Home Community Can We Align LLMs to Honesty via Instruction Wonderful-Tuning? Addressing Hallucination in Large Language Models with Refusal-Aware Instruction Tuning

Can We Align LLMs to Honesty via Instruction Wonderful-Tuning? Addressing Hallucination in Large Language Models with Refusal-Aware Instruction Tuning

0
Can We Align LLMs to Honesty via Instruction Wonderful-Tuning? Addressing Hallucination in Large Language Models with Refusal-Aware Instruction Tuning

Researchers from the Hong Kong University of Science and Technology and the University of Illinois Urbana-Champaign have collaborated to deal with a challenge faced by large language models (LLMs) often known as hallucination, where these models generate non-existent facts, by introducing a novel approach called Refusal-Aware Instruction Tuning (R-Tuning).
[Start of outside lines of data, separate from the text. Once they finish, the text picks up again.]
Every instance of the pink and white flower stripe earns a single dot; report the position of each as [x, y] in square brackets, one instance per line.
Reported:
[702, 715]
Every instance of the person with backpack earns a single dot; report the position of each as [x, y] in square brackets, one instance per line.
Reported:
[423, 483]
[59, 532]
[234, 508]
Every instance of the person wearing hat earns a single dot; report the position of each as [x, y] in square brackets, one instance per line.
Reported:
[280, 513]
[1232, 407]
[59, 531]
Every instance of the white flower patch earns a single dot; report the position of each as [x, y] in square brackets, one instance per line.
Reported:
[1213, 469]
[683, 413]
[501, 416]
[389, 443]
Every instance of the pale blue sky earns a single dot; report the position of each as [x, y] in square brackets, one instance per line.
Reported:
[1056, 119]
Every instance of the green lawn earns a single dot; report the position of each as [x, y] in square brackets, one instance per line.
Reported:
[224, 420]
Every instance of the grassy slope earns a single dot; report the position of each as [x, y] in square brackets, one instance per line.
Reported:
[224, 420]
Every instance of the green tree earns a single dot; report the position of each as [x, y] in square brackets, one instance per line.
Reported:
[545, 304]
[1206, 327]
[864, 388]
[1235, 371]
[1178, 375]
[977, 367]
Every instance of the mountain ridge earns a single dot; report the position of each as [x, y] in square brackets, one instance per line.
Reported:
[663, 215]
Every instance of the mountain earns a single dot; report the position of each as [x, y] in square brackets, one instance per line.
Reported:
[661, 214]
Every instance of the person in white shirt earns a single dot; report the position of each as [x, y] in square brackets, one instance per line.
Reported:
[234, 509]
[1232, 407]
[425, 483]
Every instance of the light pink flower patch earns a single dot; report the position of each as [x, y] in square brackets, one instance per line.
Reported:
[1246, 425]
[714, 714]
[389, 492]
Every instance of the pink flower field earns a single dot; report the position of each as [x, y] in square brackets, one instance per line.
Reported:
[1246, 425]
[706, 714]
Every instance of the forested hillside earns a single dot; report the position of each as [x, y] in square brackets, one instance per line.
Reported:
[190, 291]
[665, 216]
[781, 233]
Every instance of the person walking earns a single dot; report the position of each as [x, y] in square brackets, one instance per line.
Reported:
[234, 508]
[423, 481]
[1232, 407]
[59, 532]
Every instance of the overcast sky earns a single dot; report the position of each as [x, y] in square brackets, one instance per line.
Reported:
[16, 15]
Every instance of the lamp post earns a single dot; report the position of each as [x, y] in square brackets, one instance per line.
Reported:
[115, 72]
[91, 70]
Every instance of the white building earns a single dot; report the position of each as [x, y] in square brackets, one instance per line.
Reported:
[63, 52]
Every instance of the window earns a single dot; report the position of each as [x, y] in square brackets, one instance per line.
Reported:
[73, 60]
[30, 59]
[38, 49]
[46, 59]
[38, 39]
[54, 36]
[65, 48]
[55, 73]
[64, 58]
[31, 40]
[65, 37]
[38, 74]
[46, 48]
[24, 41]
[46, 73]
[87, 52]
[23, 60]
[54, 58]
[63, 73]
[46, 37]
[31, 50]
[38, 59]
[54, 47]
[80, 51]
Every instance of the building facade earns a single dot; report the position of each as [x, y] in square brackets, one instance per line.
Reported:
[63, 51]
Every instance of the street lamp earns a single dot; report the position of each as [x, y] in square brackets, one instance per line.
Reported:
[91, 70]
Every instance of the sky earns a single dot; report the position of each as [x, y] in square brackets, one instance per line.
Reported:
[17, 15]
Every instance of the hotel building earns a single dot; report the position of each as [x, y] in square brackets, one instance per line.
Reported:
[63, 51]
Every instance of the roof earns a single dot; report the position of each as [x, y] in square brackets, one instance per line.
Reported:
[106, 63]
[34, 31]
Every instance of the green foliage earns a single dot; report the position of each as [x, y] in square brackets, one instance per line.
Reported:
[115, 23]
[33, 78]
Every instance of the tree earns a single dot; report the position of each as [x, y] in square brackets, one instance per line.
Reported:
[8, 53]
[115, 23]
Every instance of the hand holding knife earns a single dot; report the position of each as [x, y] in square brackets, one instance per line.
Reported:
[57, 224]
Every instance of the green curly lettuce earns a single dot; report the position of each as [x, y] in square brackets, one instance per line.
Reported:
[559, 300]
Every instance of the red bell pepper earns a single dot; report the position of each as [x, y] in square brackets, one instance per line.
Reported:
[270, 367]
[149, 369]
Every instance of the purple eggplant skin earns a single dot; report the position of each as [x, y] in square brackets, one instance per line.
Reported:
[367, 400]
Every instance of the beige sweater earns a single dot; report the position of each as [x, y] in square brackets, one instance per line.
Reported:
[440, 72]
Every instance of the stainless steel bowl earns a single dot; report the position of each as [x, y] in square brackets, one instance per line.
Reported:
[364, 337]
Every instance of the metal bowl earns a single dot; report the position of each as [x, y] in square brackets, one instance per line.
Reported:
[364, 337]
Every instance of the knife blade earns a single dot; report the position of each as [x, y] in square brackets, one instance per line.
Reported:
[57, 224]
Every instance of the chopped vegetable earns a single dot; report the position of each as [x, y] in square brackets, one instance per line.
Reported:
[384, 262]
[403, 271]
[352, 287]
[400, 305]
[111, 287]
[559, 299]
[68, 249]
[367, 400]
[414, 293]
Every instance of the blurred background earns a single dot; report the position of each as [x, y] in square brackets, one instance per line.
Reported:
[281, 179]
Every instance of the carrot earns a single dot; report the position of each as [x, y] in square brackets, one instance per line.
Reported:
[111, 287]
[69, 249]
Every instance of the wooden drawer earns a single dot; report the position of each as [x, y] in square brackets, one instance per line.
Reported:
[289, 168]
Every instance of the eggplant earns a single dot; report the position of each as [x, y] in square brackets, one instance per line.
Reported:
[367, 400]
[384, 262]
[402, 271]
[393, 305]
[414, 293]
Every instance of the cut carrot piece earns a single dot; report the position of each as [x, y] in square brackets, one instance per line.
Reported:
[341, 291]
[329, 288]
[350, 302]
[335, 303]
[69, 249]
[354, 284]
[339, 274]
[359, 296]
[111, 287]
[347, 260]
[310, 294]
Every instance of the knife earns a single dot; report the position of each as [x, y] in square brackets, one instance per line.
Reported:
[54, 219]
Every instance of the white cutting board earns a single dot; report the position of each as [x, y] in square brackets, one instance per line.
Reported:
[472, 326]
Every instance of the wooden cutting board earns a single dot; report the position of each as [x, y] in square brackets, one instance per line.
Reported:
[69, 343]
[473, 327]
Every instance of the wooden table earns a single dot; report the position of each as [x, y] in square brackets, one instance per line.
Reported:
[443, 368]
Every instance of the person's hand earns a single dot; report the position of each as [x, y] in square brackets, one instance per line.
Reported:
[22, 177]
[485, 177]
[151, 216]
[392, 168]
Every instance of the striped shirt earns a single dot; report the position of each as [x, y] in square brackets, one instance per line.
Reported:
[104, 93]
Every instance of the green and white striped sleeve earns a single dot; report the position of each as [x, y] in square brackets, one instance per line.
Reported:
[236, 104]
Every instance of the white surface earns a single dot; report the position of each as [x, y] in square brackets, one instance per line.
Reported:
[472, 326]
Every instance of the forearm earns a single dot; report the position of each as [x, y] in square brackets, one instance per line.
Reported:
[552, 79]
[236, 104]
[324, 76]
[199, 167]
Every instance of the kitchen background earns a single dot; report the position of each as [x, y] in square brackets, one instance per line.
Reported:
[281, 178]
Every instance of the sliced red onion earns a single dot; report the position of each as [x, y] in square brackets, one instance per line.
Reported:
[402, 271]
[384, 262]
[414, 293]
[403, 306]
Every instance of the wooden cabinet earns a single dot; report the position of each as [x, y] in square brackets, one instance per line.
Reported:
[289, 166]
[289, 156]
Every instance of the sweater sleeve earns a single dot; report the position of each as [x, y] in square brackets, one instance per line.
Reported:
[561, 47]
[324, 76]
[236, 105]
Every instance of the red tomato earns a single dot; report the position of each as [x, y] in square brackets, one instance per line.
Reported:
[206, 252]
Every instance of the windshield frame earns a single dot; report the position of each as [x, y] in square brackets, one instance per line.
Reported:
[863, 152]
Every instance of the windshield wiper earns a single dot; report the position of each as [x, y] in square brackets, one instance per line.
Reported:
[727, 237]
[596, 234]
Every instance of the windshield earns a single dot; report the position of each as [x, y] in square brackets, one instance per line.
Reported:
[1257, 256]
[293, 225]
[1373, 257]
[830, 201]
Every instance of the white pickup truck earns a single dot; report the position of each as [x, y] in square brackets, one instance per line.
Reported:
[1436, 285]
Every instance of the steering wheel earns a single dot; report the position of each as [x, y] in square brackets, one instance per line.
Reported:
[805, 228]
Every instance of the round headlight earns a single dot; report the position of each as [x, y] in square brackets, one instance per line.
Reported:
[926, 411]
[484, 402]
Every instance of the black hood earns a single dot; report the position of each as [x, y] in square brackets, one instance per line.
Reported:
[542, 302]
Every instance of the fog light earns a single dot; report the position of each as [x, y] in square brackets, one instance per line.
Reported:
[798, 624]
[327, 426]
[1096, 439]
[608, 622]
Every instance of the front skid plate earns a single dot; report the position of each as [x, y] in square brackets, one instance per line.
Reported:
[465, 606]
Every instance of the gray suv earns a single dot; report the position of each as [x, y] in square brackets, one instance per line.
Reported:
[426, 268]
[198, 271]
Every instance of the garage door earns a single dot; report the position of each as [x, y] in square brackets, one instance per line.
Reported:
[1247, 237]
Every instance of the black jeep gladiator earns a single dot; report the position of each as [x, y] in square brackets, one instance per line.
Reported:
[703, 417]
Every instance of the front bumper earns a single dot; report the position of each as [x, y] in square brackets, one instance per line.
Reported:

The remark from the prevailing instruction tuning methods reveals that always in LLM, models are compelled to finish sentences even when there may be a knowledge gap, which ends up in the generation of inaccurate information. 

The core idea of R-tuning involves recognizing the knowledge gap between the parametric knowledge of LLMs and the instruction tuning data after which constructing a refusal-aware dataset by identifying uncertain questions and training the model to explicitly refuse to reply questions beyond its parametric knowledge. This two-step process involves measuring the knowledge gap by comparing model predictions with ground-truth labels and constructing refusal-aware data by appending uncertainty expressions to uncertain questions.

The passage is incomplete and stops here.